This semester, me and one other instructor taught the same group, same material, same classroom....but split the grading......my students ranged from 81-95 and all her students got 98-100.
what am I doing wrong? I'm spending lots of time evaluating the submittals and I have valid reasons to mark down. One of her students was a no call no show and I had to call her to remind her that if she misses more than 4 hrs, she fails. she got a 98%!!!
Suggestions? Do I need to lighten up? What am I doing wrong?
elkpark
14,633 Posts
I've taught in a few different nursing programs over the years, and there seems to be consensus that grade inflation is a big problem in nursing (as it is across academia in the US). I doubt you're the one who is off base. Have you talked with your supervisors/mentors within the faculty about your concerns? That is where I'd start. Did you have a conversation with the other instructor about her/his approach to grading and how the two of you may have ended up with such a significant discrepancy?

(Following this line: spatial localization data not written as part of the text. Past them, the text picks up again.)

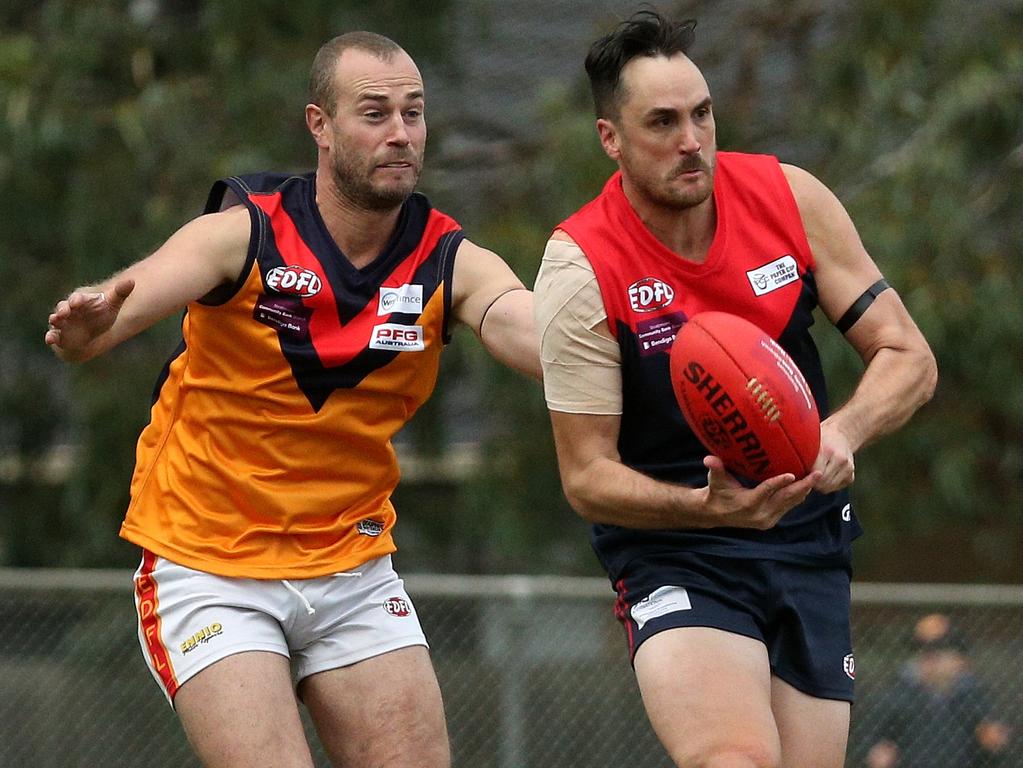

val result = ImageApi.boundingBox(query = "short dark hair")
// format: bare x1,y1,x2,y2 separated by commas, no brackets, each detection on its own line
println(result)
309,31,405,115
585,10,697,119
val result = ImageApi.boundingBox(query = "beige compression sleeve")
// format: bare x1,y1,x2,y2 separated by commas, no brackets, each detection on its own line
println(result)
533,238,622,414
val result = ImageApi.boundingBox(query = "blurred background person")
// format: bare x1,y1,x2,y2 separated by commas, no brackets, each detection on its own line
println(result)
863,613,1011,768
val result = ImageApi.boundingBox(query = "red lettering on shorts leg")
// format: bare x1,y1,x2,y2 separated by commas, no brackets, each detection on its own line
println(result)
135,551,179,698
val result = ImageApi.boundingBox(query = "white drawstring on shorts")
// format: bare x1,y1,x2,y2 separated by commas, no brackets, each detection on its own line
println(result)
281,571,362,616
281,580,316,615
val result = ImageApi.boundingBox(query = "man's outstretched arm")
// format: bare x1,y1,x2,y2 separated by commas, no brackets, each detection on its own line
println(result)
45,206,251,362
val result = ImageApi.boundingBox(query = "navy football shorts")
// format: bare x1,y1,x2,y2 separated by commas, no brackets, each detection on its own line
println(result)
612,551,855,702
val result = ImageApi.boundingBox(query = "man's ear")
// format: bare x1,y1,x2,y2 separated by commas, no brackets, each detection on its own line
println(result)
306,104,330,149
596,118,621,162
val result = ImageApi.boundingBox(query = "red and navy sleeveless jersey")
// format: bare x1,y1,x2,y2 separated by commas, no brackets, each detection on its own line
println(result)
120,172,463,579
559,152,859,577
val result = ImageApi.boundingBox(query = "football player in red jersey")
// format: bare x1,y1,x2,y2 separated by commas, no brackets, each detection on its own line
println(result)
46,32,537,768
534,10,936,768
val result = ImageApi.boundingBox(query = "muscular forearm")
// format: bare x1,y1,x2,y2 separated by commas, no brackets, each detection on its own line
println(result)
562,455,815,531
48,208,251,363
551,410,817,531
562,456,707,529
826,344,937,453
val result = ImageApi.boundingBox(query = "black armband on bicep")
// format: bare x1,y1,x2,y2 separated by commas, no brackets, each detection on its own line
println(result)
835,279,890,334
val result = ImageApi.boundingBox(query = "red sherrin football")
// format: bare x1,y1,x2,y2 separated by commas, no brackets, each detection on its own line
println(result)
668,311,821,482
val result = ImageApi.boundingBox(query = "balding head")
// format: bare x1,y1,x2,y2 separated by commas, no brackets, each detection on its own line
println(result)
309,31,408,116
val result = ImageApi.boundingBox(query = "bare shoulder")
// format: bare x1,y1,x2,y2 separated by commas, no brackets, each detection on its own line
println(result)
452,237,514,285
550,228,577,244
451,236,524,322
199,203,252,243
780,163,836,214
455,236,498,262
184,204,251,272
779,162,861,249
137,203,253,294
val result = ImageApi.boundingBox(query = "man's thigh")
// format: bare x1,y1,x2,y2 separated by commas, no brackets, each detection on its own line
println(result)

Best wishes. I've been there.
llg, PhD, RN
13,469 Posts
I agree with elkpark. I doubt you are doing anything wrong in your grading. It's the other faculty members. Play the politics here, but play them carefully. Talk to your supervisors and get a sense of how stringent the school administration wants you to be. Then decide whether or not that is a standard of performance that you are willing to live with or not.
I ran into a similar situation when I started teaching as an adjunct several years ago. I went to the Program Director and she supported me. Recently, I have started team-teaching a large class in which I see that some of the other instructors are much more lenient that I am. I have compromised a little -- I grade a little easier than I would if I were on my own, but I maintain standards I can live with.
Good luck.
thanks for responses! As soon as she saw my grades she said....whoa, I was very generous, too generous. ...and she offered to change her grades for some consistency. I said that it was ok, I am prepared (notes, examples, rubrics) to show the students why I marked them down. As for her group, well they got lucky I guess.